[UPDATE BELOW] There's good news and there's bad news regarding Amtrak's plan to temporarily shutter a handful of lines under Penn Station, pitching thousands of commuters into the darkest corners of hell. The good news is, they've come up with a timetable of sorts, so there is some light at the end of the tunnel. The bad news is, you'll have to suffer through at least six weeks of service disruptions while Amtrak does the work—and that's not even counting the derailments and power outages that'll probably happen in the meantime.

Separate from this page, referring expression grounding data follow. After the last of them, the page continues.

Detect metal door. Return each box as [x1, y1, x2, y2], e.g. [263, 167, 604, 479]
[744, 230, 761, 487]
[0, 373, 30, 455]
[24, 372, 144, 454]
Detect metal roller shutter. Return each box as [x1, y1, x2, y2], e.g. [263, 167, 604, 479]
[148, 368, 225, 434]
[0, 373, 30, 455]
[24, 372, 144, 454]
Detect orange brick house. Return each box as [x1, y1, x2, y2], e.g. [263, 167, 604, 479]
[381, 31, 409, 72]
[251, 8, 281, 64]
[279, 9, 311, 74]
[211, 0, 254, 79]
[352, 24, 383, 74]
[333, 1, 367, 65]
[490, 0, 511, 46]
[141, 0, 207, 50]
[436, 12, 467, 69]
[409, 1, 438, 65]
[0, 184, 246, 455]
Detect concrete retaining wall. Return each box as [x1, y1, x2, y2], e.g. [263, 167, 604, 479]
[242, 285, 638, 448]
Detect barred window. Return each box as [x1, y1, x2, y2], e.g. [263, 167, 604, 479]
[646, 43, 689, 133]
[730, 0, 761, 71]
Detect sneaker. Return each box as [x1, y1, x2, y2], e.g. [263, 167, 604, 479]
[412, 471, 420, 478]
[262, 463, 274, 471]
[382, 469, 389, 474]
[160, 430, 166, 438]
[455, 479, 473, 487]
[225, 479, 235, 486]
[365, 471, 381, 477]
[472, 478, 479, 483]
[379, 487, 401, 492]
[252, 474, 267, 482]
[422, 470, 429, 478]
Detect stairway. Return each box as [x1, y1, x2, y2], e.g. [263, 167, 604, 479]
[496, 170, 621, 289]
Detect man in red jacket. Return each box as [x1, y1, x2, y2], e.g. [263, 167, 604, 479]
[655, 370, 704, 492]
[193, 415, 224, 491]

Penn Station has been plagued with track-related problems over the last few months, triggering recurring delays and service disruptions that have rightfully riled commuters on NJ Transit and the Long Island Railroad. Amtrak, which owns and operates the 21 tracks under Penn Station, announced last month that the only solution was to undertake a massive infrastructure overhaul under the station, which would result in some lines shutting down and affecting weekday service.

Amtrak previously said officials were considering doing the work this summer, and today the Associated Press reports that Amtrak is planning to do track work between July 7th and July 25th, and again from August 4th to August 28th. The repair work will cause "significant service impacts," so, riders beware.

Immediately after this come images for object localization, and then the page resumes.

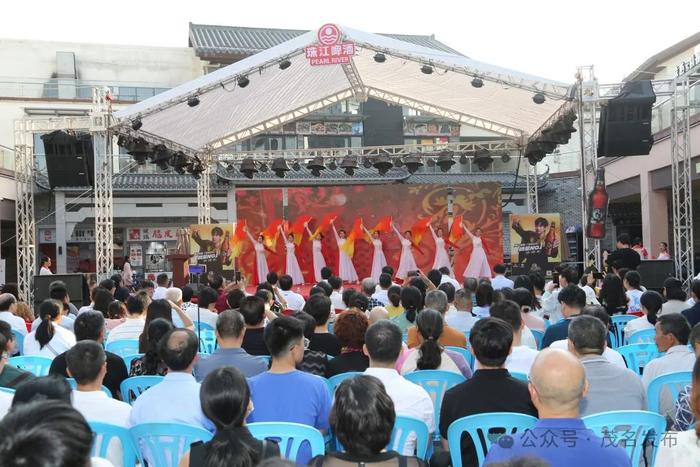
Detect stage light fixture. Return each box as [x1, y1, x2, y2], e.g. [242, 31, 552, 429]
[340, 156, 358, 176]
[421, 65, 433, 75]
[170, 151, 189, 174]
[374, 53, 386, 63]
[459, 154, 468, 164]
[328, 160, 338, 171]
[131, 118, 143, 131]
[151, 145, 172, 171]
[403, 155, 424, 174]
[307, 156, 325, 177]
[126, 137, 151, 165]
[292, 161, 301, 171]
[473, 149, 494, 172]
[240, 158, 258, 179]
[226, 163, 235, 173]
[471, 77, 484, 88]
[436, 151, 455, 173]
[187, 96, 200, 107]
[238, 76, 250, 88]
[500, 153, 511, 163]
[426, 158, 436, 168]
[271, 157, 290, 178]
[279, 59, 292, 70]
[373, 154, 393, 175]
[532, 92, 546, 104]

Still, while the planned service disruptions are frustrating, they're at least better than the surprise delays and derailments that commuters will continue to endure until the infrastructure is improved. The delays have been so bad, riders began circulating a #NoPayinMay campaign on social media, threatening to use their April passes this month instead of paying for new ones.

NJ Transit claimed this week that they were considering the request to grant commuters a free month, though it doesn't look like its happening. "In our history, decisions to waive fares and refund consideration go through a very thoughtful, deliberate and careful review," NJ Transit spokesperson Jim Smith told NBC New York.

Update 2:33 p.m.: The Times reports that New Jersey state senators Robert M. Gordon and Loretta Weinberg have voiced concern over the fact that Amtrak officials are not doing track work over July 4th and Labor Day weekends to minimize weekday interruptions.

“We are going to take a hard look at whether the full 19-day and 25-day rail service curtailments are absolutely necessary,” Gordon said. “But it also seems logical to ask why Amtrak wants to start shutting down tracks on July 7, rather than taking advantage of the four-day Fourth of July weekend to start the work."